Now, elsewhere in Dr. Bruteau's 1979 book, she also briefly quotes McLuhan. Let's look at each of those in turn.
On page 108, in Dr. Bruteau's Chapter 5: "The Conviction Community" (pp. 92-114), she says, "Marshall McLuhan [1964, p. 92] comments wryly 'that self-consciousness of the causes and limits of one's own culture seems to threaten the ego structure [of Dr. Bruteau's psychic grid] and is, therefore, avoided.'" McLuhan's wry comment is characteristic of his Menippean style.
On page 122, in Dr. Bruteau's Chapter 6: "Alternative States of Consciousness" (pp. 115-143), she says, "Marshall McLuhan, in Understanding Media [1964, p. 163], tells of seeing an anthropological film of a Melanesian carver cutting out a decorated drum 'with such skill, coordination, and ease as to provoke applause.' But when the anthropologist asked the tribe to build crates to ship these carvings in, 'they struggled unsuccessfully for three days to make two planks intersect at a 90[-degree] angle, then gave up in frustration.' Items that appear obviously linked in our grid - all types of woodworking - are not linked in other grids."

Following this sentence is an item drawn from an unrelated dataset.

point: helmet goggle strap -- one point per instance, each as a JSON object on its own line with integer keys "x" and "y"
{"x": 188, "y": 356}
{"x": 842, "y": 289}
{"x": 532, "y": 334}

On page 192, in Dr. Bruteau's Chapter 8: "Feedback Loops" (pp. 181-205), she says, "Marshall McLuhan [1964, p. 70] remarks on 'the endless power of men to hypnotize themselves into unawareness in the presence of challenge,' and comments that we need the will to be aware as well as the intelligence to perceive situations adequately."
In summary, Dr. Beatrice Bruteau's account of Marshall McLuhan's 1964 book in her 1979 book strikes me as admirably lucid and of enduring value.
Conclusion
As we noted above, in the 2016 book honoring Dr. Beatrice Bruteau, the Episcopal priest Cynthia Bourgeault says that "The Psychic Grid [was] by her own estimation her 'breakthrough book' and personal favorite" (p. 12). From the above highlights of her 1979 book centering on Marshall McLuhan's thought in his 1964 book Understanding Media, we may now turn our attention to speculating a bit about why Dr. Bruteau's 1979 book was her personal favorite and why she characterized it as her "breakthrough book" after she had already published two significant books earlier, Worthy Is the World: The Hindu Philosophy of Sri Aurobindo (1972) and Evolution toward Divinity: Teilhard de Chardin and the Hindu Traditions (1974).
We may take a hint from the name of the book series in which her 2001 essay collection The Grand Option: Personal Transformation and a New Creation was published: Gethsemani Studies in Psychological and Religious Anthropology. In effect, Dr. Bruteau's 1979 book The Psychic Grid: How We Create the World We Know enabled her to articulate for herself and for her readers a detailed and nuanced philosophical, psychological, and religious anthropology. That is, as she operationally defines and explains her conceptualization of the psychic grid, it is a philosophical, psychological, and religious anthropology - and it is also compatible with what Ong tends to refer to as philosophical personalism.
Indeed, much of Ong's work shows that he was also grappling in his own ways and to the best of his abilities with formulating and articulating a philosophical, psychological, and religious anthropology.
I hasten to add that the selections gathered together in Marshall McLuhan's 1999 book The Medium and the Light: Reflections on Religion may be interpreted as showing that he was also grappling in his own ways and to the best of his abilities with formulating and articulating a philosophical, psychological, and religious anthropology. We may even credit McLuhan's thought in his 1964 book with being a significant source of Dr. Bruteau's thought about the psychic grid in her 1979 book.
The Franciscan friar Daniel P. Horan's 2019 book Catholicity and Emerging Personhood: A Contemporary Theological Anthropology shows that the need to formulate and articulate a philosophical, psychological, and religious anthropology an ongoing task.
By using Ong, McLuhan, and Horan here to establish a frame of reference, I hope to show why Dr. Beatrice Bruteau set herself the task of explicitly formulating and articulating a philosophical, psychological, and religious anthropology in her 1979 book. The figurative term that she coined, the psychic grid, was her handy way of referring to what C. G. Jung and his followers (such as Erich Neumann) refer to as ego-consciousness. For Dr. Bruteau, the conceptualization of the psychic grid, as she discusses it in her 1979 book, enabled her to discuss mystic experience.